Featured Designer: Hayden Youlley Design

FK talks to Hayden about his ceramic label Hayden Youlley Design, which will be debuting at the upcoming Sydney Markets!

Tell us a bit about Hayden Youlley Design and what products we can expect to discover?
Hayden Youlley Design is the business that has grown out of what I loved doing at uni – designing and making beautiful, functional handmade objects. The business technically consists of only myself, but really, I have a wonderful support team of family and friends that help with website development, copy writing, editing, marketing, photography, etc. (you all know who you are, and thank you if you’re reading this!)
As for what you can expect to discover, I’ll be selling a tableware series called ‘Paper’ I developed in 2011 at the Sydney Finders Keepers. It started as an idea that got me to get back into the studio during my summer break, and turned into a 10 month ordeal of trial and error that finally produced a series of tableware that uses the simple creased paper form, cast by hand in porcelain. I have developed some other products that you can check out on my website.

What is your background and how did you get started working with ceramics?
I recently finished my Bachelor design degree from the College of Fine Arts, UNSW. I picked ceramics as one of my majors in second year. Once I started working with clay, I realised straight away that it appealed to me in many ways. It appeals to my sense of independence as a designer. It’s the only medium I have found that I can use to design, prototype, realise and manufacture everything myself. I’ve found that the process of designing, prototyping and producing ceramics, both sculptural and functional, has the right mix of instant satisfaction, challenge, surprise, problem solving, reliability, repairability, skill, and beauty to keep me interested in exploring all its possibilities. That’s the fanciest way I have found to say that it is a really fun and rewarding way to get your hands dirty.

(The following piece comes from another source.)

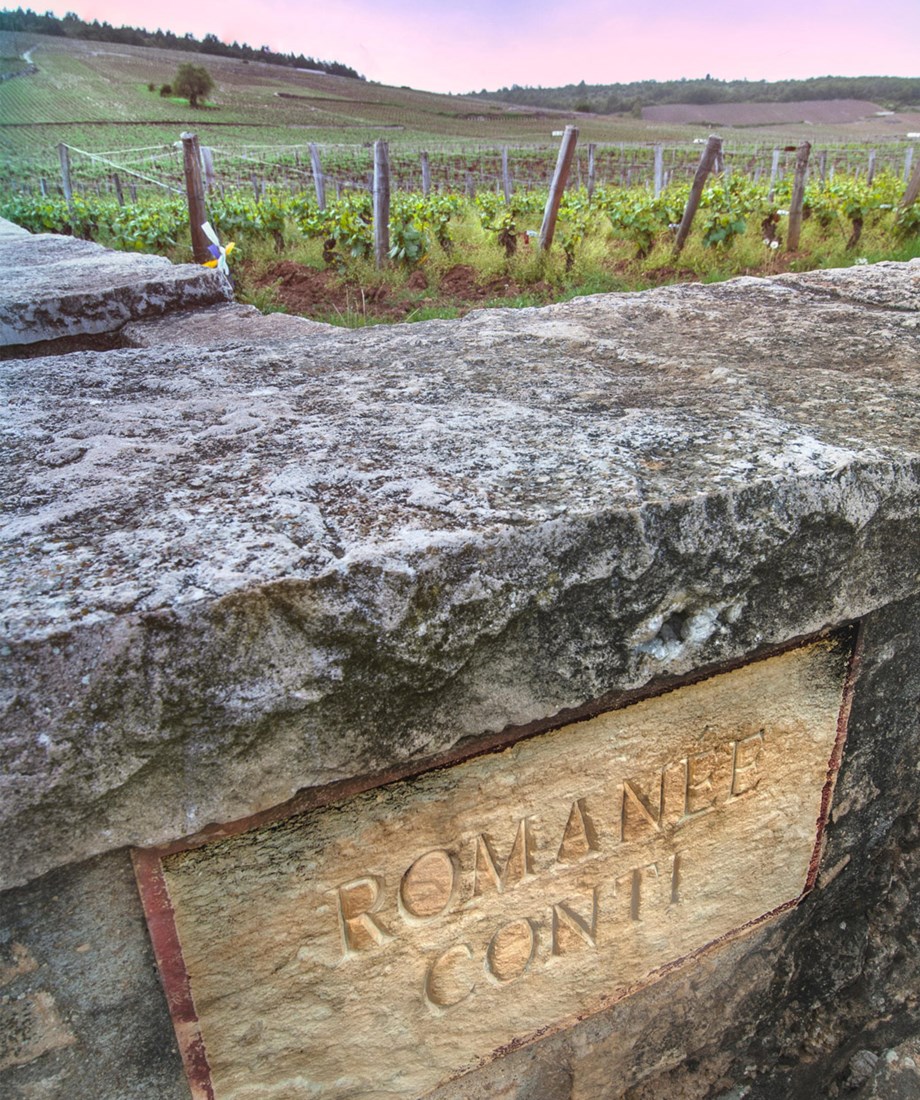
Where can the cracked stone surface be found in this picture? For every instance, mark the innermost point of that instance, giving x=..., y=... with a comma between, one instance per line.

Which other ceramic labels do you love? And what inspires you?
The biggest international label that I love would be the Rosenthal studio-line designer giftware. But there are also so many small Australian labels and ceramic makers that I admire. A few examples are Little White Dish by Deb Taylor, Kris Coad’s beautiful hand thrown tableware, Cath Fogarty’s amazing work, Szilvia Gyorgy’s beautiful hand thrown lamps and tableware and MUD Australia’s colourful range of porcelain tableware.
I generally take inspiration from things that are not typically considered beautiful – things like scrunched up paper and broken glass. Interesting textures and shapes can be found in the most mundane and overlooked places if you know what you’re looking for.

What is your creative workspace like, and what inspires you about your surroundings?
I was very lucky to fall into a resident spot in a wonderful studio at the Blockhouse on UNSW’s Kensington campus. I am one of four residents at the studio, which is also open to the public. Being in an environment where there’s a constant flow of new creativity is the most inspirational part of being at the Blockhouse. Being able to bounce ideas around with talented people is a rare gift to an emerging designer and business person, and I’m very grateful for it.

What do you love about working with porcelain? And what are some of the challenges?
I love the end product. Porcelain is a beautiful material when glazed and fired. It is clean, elegant, translucent and looks amazing glazed or unglazed. It has a beautiful contrast of colour and texture between glazed and unglazed areas on a piece of work. Porcelain vitrifies at high firing temperatures, which produces a sealed surface that doesn’t require glaze to maintain functionality.
Most importantly for me, porcelain has an exceptional capacity for mimicry. With the right techniques and preparation porcelain, can recreate just about any texture you can throw at it with exceptional accuracy.
There are many challenges to working with porcelain. I think one of the hardest aspects about it is its vulnerability to warping in the kiln. Discovering a warped piece after firing can be so frustrating!

What new projects are you working on and where would you like to see Hayden Youlley Design in the future?
I am working on a few collaborations with other designers, both emerging and established. In terms of new products I’m working on expanding the Paper Series, developing some new plant pots specifically designed for fresh herbs around the kitchen and some stackable and tessellating geometric tableware, but I don’t want to give too much away.
I’d love for Hayden Youlley Design to keep growing and to become a sustainable business. Working for myself in the design industry has proved more rewarding than I thought possible.